The Wall Street Journal frequently has superb reporting. However, neanderthals continue to roam their editorial pages. And they are clutching their pearls in horror over the fiscal cliff bill presided over by the Kenyan socialist.
After paying a lifetime of taxes on wages and salaries, business and farm profits and capital gains, Americans who save their money rather than spend it get the reward of giving 40% to Uncle Sam.
Most American have nowhere near $5 million in their estate when they die and the estate tax on that amount is rising from 35% to 40%, not exactly a huge increase. Given that many large estates consist of inherited money anyway and multiple tax avoidance schemes already exist, somehow the poor dears will probably do ok somehow.
Wall Street Journal also whines about the capital gains tax going up. This has long been a giant loophole. Michael Arrington who sold Techcrunch to AOL for $50 million+ and now runs a hedge fund explains why it should be abolished.
Even though I’m investing other people’s money, the government calls it a capital gain. So instead of paying 39.6 percent on that money (I won’t call it income), I pay only 15 percent (or maybe 20 percent under the new rules – it isn’t clear to me).
Kill This Loophole
Many of us benefiting from it have been asking for it to end for years because it is so vastly unfair.
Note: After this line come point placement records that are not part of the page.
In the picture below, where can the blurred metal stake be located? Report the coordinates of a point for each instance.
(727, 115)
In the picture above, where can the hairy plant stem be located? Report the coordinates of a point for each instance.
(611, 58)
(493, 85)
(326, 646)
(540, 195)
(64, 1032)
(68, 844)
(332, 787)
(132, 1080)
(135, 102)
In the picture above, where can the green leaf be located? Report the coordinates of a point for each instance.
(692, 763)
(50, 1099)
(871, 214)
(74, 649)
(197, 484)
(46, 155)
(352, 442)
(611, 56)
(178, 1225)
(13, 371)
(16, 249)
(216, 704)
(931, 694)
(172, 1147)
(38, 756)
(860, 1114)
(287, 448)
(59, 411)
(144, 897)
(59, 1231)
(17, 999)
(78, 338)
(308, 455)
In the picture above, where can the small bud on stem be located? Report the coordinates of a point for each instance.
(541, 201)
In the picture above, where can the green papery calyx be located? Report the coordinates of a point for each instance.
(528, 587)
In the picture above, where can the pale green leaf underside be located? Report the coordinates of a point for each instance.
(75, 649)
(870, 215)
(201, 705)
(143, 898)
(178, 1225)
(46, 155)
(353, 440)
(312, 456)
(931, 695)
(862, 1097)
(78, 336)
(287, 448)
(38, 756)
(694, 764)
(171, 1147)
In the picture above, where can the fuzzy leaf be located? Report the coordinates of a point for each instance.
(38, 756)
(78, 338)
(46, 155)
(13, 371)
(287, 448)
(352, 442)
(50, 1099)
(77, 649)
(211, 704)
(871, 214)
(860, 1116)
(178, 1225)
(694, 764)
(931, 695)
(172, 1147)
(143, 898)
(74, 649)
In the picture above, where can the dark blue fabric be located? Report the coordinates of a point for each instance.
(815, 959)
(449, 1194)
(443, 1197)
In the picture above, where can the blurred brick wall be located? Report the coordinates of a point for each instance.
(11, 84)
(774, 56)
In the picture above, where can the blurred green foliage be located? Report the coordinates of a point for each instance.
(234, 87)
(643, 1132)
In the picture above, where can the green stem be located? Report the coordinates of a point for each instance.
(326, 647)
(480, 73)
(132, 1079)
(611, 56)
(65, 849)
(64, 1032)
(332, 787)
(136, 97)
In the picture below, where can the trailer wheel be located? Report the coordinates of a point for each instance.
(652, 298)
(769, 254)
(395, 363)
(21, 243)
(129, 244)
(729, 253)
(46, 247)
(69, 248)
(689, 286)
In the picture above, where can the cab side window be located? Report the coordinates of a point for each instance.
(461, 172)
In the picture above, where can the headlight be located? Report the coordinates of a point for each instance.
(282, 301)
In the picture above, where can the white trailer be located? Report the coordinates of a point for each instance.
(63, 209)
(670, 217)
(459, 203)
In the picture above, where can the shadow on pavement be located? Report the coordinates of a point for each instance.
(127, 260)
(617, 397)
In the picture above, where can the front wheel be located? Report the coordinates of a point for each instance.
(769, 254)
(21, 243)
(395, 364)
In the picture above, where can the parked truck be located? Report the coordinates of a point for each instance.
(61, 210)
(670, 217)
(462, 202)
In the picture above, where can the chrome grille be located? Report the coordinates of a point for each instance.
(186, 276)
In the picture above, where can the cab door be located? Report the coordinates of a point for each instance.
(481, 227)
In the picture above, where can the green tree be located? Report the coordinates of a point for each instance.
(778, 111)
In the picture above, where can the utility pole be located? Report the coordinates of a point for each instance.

It’s not often that something is so egregious that even the people benefiting from it are asking for it to go away.
Arringon thus appears to have an actual sense of fairness and objects to the grossly unfair capital gains rates. By contrast, the WSJ bangs its rattle on the high chair about having to pay a penny more in taxes.
Meanwhile, even as Democrats claim these tax rates won’t matter to investment, Senators stuffed their bill full of tax subsidies for special business interests. The wind tax credit survived (cost: $12.1 billion), and so did the tax breaks for cellulosic ethanol ($59 million) and the impoverished producers of Hollywood ($248 million).
These would be tax breaks that WSJ doesn’t like. They are curiously mute on defense and oil company subsidies. And let’s not forget that it was government money and subsidies that invented solar power (NASA) and created the Internet (DARPA), all of which have had tremendous benefit to the public.
But the WSJ editorial board has long shown they have no interest in what is good for the public at large, but only for what benefits their 1% class.
House Republicans should pursue their own agenda and let Mr. Obama and Senate Democrats pursue theirs. Mr. Obama has his tax triumph. Let it be his last.
It won’t be. The Teapublicans have shown they are paper tigers, full of sound and fury signifying nothing, as they always fold have faced with a real fight. And WSJ editorials continue to show their nasty, greedy view that their class is entitled to special treatment and the rest of us should just get used to it. Good luck with that.